ESA engineers unwrapped a welcome Christmas present: the latest Galileo satellite. The navigation satellite will undergo a full checkout in Europe’s largest satellite test facility to prove its readiness for space.
The satellite was carried by lorry from its manufacturer in Germany, cocooned within an environmentally controlled container.
It arrived inside the cleanroom environment of ESA’s technical centre, ESTEC, in the Netherlands, last Thursday afternoon. The container was then opened up to begin preparations for testing.
The first six Galileo satellites are already up in orbit, launched in pairs in 2011, 2012 and August this year.
The last pair was delivered into the wrong orbit by a faulty upper stage, but the fifth satellite’s orbit has since been changed to allow checking of its navigation payload, which began at the end of November.
Meanwhile, down on the ground, production of further satellites continues steadily, taking the Galileo series into double figures overall.
Following on from the first four In-Orbit Validation satellites, 22 of these Full Operational Capability satellites are being built by OHB in Bremen, Germany, with navigation payloads from SSTL in Guildford, UK.
Numbered Flight Model 6, or FM06 for short, this latest of the newer satellites is now reunited under the test centre’s roof with three others.
FM03 and FM04 have completed their acceptance testing, culminating in the weeks-long ‘thermalvacuum’ test. Each satellite was subjected to the same vacuum and extreme temperature conditions experienced in orbit, as well as radio-frequency testing of their navigation payloads and antennas inside an anechoic chamber isolated from the external universe.
This pair is now in storage in the centre pending the results of their concluding acceptance review.
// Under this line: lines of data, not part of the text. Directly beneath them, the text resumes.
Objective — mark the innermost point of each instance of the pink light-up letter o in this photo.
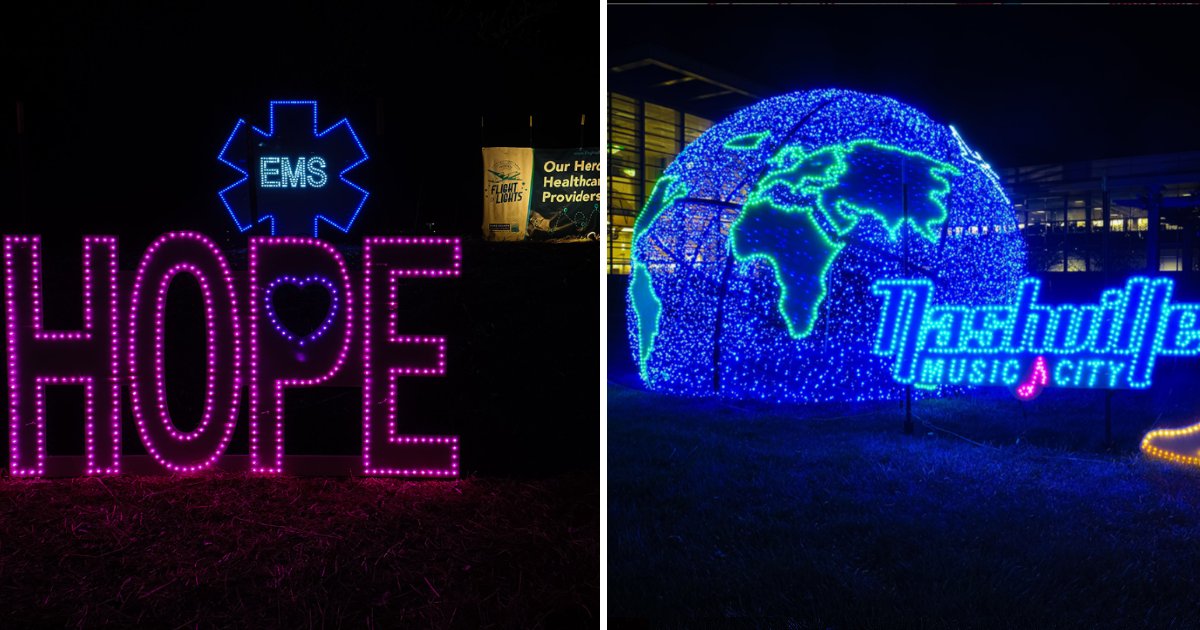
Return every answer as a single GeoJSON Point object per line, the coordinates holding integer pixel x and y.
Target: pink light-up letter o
{"type": "Point", "coordinates": [39, 358]}
{"type": "Point", "coordinates": [280, 358]}
{"type": "Point", "coordinates": [388, 355]}
{"type": "Point", "coordinates": [174, 253]}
The other satellite, FM05, recently ended its own thermal–vacuum trial. It is now being reconfigured for radio-frequency testing, planned to take place after the Christmas break.
The latest unboxed Galileo satellite will undergo its own thermal–vacuum test in January.
ESTEC is an essential stop on the way to space for Galileo. It is equipped with all the facilities needed to simulate space conditions under a single roof, including an acoustic chamber, earthquake-strength shaker tables, and anechoic and vacuum chambers, along with a range of specialised measuring equipment.
Once ESTEC gives the satellites its stamp of quality then they are in principle ready to be flown to Europe’s Spaceport in Kourou, French Guiana. ESA and the European Commission are currently deciding on the launch schedule for these next Galileos.